Referendum, il “campo largo” si restringe sul quorum

Si è parlato molto (ma neanche tantissimo) in queste settimane del referendum proposto da Cgil e csx sul lavoro e sulla cittadinanza, nonostante le materie in discussione fossero relative in massima parte alle politiche renziane di più di un decennio fa.

L’impressione era già in partenza che i temi laburisti fossero innanzitutto un’occasione per pd e cosiddetto “campo largo” di provare a dare una prima, robusta spallata al governo della Meloni.

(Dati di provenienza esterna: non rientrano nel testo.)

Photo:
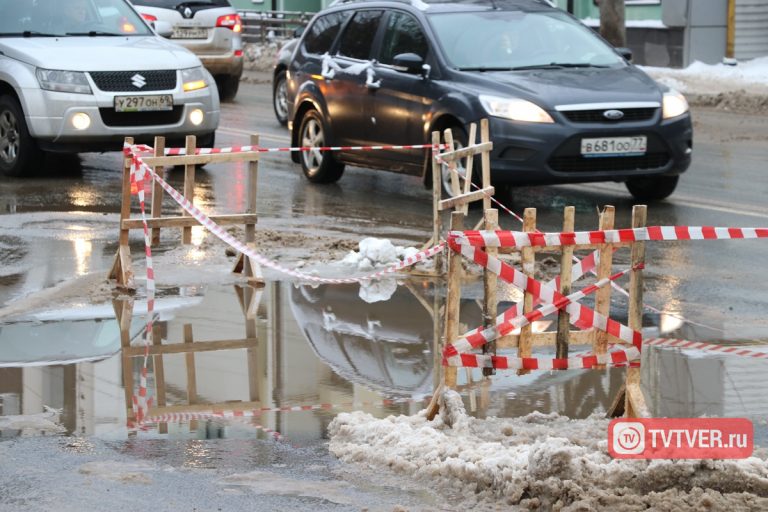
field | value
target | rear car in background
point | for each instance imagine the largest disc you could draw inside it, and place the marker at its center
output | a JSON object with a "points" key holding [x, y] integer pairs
{"points": [[211, 29], [564, 106], [83, 81]]}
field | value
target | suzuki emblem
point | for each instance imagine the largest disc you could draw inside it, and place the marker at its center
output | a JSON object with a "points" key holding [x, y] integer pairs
{"points": [[138, 81]]}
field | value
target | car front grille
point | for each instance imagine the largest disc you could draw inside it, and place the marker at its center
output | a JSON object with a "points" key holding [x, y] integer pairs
{"points": [[123, 81], [596, 116], [577, 163], [112, 118]]}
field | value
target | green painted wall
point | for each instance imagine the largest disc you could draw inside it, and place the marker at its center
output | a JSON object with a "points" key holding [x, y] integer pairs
{"points": [[588, 9]]}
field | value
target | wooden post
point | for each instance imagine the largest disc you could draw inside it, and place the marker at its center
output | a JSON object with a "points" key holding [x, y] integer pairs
{"points": [[566, 268], [437, 188], [189, 187], [603, 295], [453, 302], [157, 190], [490, 282], [635, 405], [528, 260], [485, 160]]}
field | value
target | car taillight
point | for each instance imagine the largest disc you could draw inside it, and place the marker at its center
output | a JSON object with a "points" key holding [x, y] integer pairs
{"points": [[231, 21]]}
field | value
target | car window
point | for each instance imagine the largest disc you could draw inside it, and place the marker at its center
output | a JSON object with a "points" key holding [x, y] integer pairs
{"points": [[509, 39], [357, 39], [403, 35], [323, 32], [172, 4]]}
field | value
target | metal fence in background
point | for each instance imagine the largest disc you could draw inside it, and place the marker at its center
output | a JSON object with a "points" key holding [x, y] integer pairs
{"points": [[263, 26]]}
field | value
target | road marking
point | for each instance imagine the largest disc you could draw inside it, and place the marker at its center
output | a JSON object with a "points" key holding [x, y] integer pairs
{"points": [[237, 131]]}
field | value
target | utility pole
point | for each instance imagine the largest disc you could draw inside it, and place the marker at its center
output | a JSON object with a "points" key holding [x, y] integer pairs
{"points": [[612, 22]]}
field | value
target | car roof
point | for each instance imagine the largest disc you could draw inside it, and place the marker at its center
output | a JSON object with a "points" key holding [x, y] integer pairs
{"points": [[454, 5]]}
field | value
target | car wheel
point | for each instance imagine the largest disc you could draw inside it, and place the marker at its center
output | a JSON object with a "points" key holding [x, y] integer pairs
{"points": [[280, 98], [652, 188], [318, 166], [228, 86], [18, 150]]}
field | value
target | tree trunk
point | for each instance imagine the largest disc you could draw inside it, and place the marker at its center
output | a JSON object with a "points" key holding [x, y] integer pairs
{"points": [[612, 18]]}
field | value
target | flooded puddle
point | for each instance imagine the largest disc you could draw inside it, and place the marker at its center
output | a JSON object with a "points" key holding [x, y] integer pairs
{"points": [[227, 359]]}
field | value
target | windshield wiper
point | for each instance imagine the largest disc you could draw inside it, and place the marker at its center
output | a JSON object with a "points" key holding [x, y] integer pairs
{"points": [[93, 33], [487, 68], [560, 65]]}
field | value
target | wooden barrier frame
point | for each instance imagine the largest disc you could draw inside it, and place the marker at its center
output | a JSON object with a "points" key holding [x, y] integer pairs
{"points": [[630, 400], [122, 268], [249, 298], [462, 193]]}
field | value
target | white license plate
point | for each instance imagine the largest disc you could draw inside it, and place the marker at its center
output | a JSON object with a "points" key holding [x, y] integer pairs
{"points": [[143, 103], [614, 146], [189, 33]]}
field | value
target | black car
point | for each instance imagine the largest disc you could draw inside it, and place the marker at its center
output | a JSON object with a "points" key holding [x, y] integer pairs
{"points": [[564, 106]]}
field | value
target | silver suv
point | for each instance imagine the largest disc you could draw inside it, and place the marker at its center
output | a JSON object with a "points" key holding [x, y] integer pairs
{"points": [[211, 29], [82, 75]]}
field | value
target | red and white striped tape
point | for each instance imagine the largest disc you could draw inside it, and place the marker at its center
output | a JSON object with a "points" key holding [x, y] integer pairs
{"points": [[476, 339], [223, 235], [651, 233], [581, 316]]}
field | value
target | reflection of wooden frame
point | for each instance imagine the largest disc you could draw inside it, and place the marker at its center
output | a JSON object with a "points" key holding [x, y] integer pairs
{"points": [[122, 269], [462, 195], [249, 299], [633, 401]]}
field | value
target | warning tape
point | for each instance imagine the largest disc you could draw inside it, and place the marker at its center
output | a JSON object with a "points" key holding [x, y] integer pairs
{"points": [[651, 233]]}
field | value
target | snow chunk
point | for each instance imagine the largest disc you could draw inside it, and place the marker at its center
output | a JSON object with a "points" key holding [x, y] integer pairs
{"points": [[541, 460]]}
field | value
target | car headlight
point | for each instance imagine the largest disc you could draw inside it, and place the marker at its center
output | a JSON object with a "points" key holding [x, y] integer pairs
{"points": [[675, 104], [63, 81], [515, 109], [193, 79]]}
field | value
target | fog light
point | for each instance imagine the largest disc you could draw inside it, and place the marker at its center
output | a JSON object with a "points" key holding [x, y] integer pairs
{"points": [[196, 117], [81, 121]]}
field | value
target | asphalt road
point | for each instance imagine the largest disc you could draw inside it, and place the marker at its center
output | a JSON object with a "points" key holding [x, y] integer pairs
{"points": [[721, 284]]}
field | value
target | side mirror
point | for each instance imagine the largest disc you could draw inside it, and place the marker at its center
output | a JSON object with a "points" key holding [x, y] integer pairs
{"points": [[163, 28], [625, 52], [410, 62]]}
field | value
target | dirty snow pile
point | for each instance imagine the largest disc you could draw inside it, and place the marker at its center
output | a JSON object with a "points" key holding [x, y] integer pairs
{"points": [[539, 461]]}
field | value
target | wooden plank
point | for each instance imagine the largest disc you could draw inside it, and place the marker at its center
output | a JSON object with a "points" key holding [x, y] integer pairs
{"points": [[189, 187], [457, 154], [635, 406], [464, 199], [485, 159], [548, 338], [198, 346], [528, 261], [490, 289], [214, 158], [157, 191], [179, 222], [566, 271], [453, 302], [603, 295]]}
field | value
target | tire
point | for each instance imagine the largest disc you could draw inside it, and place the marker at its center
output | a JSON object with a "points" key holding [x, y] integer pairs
{"points": [[318, 166], [653, 188], [19, 153], [228, 86], [280, 98]]}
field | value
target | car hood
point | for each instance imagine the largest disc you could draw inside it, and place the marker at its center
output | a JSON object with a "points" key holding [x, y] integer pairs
{"points": [[99, 53], [552, 87]]}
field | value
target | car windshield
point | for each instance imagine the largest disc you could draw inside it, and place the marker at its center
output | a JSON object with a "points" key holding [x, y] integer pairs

Ma il quorum che doveva raggiungere e superare il 50% si è fermato al 30% offrendo il quadro di un csx del campo largo (pd verdi e 5 stelle) che si restringe invece di allargare la sua base elettorale ( a Viterbo affluenza ferma al 26, 5).

E si può comprendere come dinanzi a simili risultati così poco incoraggianti per il nuovo centrosinistra il cdx abbia gridato alla vittoria, accusando il fronte progressista, come da dichiarazione dell’onorevole Battistoni di Forza Italia, di avere usato il referendum “per contarsi” tra i vari partiti della coalizione.

Un’osservazione critica, ma del tutto consona ad un franco dibattito  tra maggioranza e opposizione che addirittura all’interno del campo largo qualcuno ha apostrofato come “da regime”.

Solo che resta da stabilire se sia più “di regime” trasformare con retorica eloquenza le sconfitte in vittorie o ragionare con un minimo di comprensibile e salutare vis polemica sui passi falsi dell’avversario politico.

Referendum nettamente fallito e chi  voleva assegnargli significati politici di riscossa, a leggere le percentuali oggettivamente,  dovrebbe fare innanzitutto ammenda e cominciare a prepararsi per il prossimo agone elettorale, unica rivincita possibile su cui può puntare.